Extinction by K-Rock

Topic: Extinction

“Please,” I said.
“C’mon. Don’t say that,” he said. He paused.

“Look, I have no intention of getting back together in the near-forseeable future. And, to tell you the truth, I don’t want anything serious right now either.”
“Well,” I said slowly, “I’ve said everything I could to try to convince you. Just do me one favor….” I trailed off as I tried to compose myself. I was as far away from him on the same couch as I could possibly be. I couldn’t look at him, and the tears came.  “….please be courteous and don’t talk about other women at work. I just can’t handle it.”
“There’s no one else. And I’m not chasing anyone,” he said.

I think he pitied me at that moment. One shred of emotion surfaced and he hung on to it.

“I’m going to leave soon.”

I got up and followed him into the kitchen.

“So, how is this going to work? Do you want to be friends?” I said.
“Yeah.”
“I mean, do you want to hang out, or just be acquaintances?”
“We can hang out. I just need time. Time and space. And you haven’t given me any of it lately.” He put his empty water glass on the counter.
“Ok so…..I won’t call you,” I said. “If you want to hang out, you can call me.”

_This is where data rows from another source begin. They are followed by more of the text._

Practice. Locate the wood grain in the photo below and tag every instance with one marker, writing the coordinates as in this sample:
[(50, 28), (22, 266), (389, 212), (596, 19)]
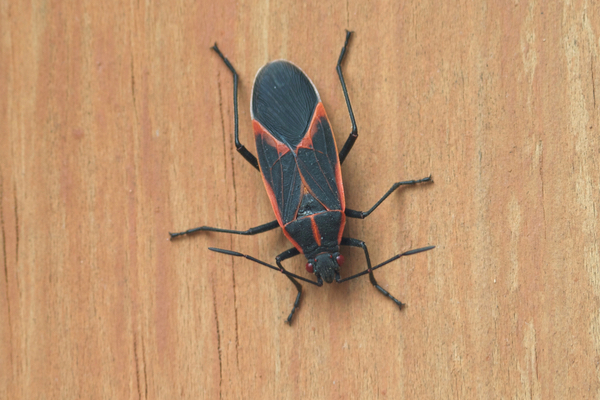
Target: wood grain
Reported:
[(116, 127)]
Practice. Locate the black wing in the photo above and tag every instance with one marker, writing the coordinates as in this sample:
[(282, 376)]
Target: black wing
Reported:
[(284, 101)]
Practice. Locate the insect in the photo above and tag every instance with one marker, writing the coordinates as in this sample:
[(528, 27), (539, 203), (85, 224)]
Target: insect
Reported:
[(301, 171)]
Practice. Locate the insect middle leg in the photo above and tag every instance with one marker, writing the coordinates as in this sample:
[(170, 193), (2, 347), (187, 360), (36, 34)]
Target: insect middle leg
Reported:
[(361, 244), (363, 214), (251, 158)]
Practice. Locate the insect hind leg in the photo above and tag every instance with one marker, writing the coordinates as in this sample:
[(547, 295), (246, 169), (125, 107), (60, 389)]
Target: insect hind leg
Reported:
[(354, 134), (251, 158), (252, 231)]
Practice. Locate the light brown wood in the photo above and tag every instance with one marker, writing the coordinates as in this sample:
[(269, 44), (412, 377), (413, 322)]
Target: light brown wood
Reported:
[(116, 127)]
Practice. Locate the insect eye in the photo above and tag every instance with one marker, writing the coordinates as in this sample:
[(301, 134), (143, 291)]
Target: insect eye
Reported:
[(310, 267)]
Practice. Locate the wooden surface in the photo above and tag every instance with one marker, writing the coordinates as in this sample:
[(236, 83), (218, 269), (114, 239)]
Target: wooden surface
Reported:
[(116, 126)]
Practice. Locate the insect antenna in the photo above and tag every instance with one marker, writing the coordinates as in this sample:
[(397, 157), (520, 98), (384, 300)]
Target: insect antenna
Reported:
[(256, 260), (397, 256)]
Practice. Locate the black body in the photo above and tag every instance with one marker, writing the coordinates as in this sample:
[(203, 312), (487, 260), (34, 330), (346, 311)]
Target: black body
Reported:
[(301, 171)]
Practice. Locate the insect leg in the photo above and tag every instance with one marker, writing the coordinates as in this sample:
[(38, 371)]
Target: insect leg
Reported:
[(361, 244), (252, 231), (240, 147), (284, 256), (354, 134), (363, 214)]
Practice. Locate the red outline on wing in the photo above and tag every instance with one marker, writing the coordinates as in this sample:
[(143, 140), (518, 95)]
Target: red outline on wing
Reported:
[(308, 144), (282, 149)]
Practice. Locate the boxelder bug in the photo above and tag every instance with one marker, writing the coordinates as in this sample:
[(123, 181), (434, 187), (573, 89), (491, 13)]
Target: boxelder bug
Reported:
[(301, 170)]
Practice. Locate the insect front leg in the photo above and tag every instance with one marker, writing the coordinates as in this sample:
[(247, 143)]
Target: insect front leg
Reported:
[(361, 244), (284, 256)]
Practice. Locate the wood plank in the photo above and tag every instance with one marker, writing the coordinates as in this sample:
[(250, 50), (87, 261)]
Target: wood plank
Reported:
[(116, 126)]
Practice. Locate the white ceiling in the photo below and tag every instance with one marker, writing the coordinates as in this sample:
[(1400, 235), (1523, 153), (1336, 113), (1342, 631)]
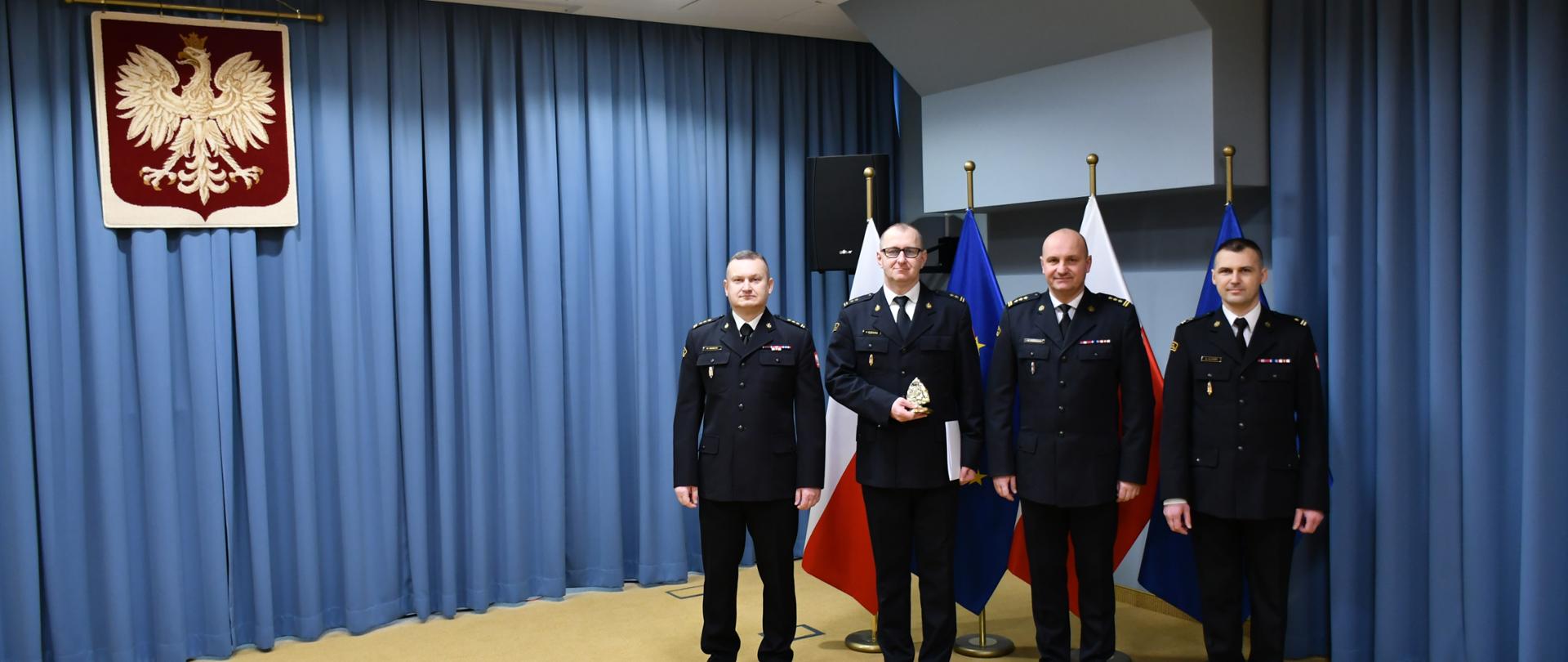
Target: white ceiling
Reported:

His eyes were dark, puddles of concern. I used to love to run my hand down the small of his back while he was sleeping. His body was like porcelain. He never knew I felt that way.

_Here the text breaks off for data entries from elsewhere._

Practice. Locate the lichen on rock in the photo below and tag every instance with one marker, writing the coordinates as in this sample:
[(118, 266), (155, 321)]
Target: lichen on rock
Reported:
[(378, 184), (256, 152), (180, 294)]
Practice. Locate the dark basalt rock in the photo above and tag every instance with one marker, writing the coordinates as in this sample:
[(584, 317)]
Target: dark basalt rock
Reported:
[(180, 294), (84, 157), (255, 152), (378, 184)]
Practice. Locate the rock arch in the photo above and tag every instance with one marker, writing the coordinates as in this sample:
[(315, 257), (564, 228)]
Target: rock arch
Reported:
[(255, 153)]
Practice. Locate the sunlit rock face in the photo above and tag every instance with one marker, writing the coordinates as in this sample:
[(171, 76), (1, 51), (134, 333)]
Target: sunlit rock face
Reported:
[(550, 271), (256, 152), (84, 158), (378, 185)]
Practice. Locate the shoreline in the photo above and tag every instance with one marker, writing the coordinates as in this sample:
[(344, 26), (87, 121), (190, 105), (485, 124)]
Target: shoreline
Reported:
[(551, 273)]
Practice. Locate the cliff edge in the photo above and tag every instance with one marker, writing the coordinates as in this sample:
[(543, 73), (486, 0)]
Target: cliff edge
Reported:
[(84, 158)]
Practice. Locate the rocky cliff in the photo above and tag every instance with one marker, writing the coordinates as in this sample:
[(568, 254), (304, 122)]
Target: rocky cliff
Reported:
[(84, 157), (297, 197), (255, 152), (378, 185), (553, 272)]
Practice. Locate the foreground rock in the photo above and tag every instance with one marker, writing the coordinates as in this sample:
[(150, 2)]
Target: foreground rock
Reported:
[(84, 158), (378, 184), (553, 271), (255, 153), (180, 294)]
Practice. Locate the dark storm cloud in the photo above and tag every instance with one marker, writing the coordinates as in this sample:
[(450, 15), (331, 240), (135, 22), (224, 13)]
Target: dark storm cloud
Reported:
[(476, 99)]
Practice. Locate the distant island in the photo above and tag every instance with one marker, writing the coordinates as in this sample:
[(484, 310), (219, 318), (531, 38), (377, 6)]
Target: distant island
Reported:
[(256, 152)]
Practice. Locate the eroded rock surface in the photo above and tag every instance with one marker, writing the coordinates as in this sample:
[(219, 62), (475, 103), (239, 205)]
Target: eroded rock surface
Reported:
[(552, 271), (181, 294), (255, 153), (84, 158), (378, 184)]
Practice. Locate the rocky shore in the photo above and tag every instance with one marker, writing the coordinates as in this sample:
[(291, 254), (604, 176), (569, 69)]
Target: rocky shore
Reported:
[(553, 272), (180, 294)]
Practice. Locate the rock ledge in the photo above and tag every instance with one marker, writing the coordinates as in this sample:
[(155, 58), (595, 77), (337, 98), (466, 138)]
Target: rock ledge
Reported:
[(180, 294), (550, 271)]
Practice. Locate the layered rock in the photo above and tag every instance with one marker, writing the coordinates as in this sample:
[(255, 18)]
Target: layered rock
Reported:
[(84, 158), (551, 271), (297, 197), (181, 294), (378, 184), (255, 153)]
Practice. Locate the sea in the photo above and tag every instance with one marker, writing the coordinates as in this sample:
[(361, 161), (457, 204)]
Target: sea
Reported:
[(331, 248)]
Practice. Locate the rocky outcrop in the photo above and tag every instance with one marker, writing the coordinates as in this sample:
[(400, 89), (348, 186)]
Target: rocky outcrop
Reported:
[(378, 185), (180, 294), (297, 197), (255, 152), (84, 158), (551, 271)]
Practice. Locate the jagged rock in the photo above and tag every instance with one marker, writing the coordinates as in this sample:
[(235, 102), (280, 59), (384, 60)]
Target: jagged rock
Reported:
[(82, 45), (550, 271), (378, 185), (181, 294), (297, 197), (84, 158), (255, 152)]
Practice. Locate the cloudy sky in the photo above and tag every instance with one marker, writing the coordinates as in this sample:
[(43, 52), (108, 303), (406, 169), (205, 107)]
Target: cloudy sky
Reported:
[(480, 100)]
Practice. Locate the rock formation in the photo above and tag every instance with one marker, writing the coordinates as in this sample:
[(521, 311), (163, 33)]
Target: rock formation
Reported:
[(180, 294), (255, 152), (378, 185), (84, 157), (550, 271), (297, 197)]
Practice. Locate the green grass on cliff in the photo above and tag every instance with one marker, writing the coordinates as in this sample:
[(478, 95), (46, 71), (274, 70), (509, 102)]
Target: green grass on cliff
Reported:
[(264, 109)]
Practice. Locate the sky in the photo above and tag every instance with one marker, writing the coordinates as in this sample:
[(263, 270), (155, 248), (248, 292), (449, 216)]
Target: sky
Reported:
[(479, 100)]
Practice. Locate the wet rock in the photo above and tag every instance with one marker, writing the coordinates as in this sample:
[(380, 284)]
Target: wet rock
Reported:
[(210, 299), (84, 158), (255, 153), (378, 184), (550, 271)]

“Can I hug you now?” I said. I was standing close to him. He opened his arms and I stepped forward into him and held on with all my might.  I leaned my head against his chest and then the tears really came. “I’m sorry. I’m so sorry I fucked everything up,” I sobbed. I knew that it was the last hug that I would ever get and I felt myself against his body and breathed in the scent of his laundry detergent and deodorant and cologne that made it him.

“You have to eat. You can’t do this to yourself. And stop drinking so much.” He went over to the refrigerator and peeked in. “You have nothing in here.” That wasn’t entirely true. I had three bottles of Negra Modelo, which was his favorite beer, in there. I couldn’t drink them. They were some of my only remnants. “Do you want me to make you something to eat? Do you want me to go to the store and buy you groceries?”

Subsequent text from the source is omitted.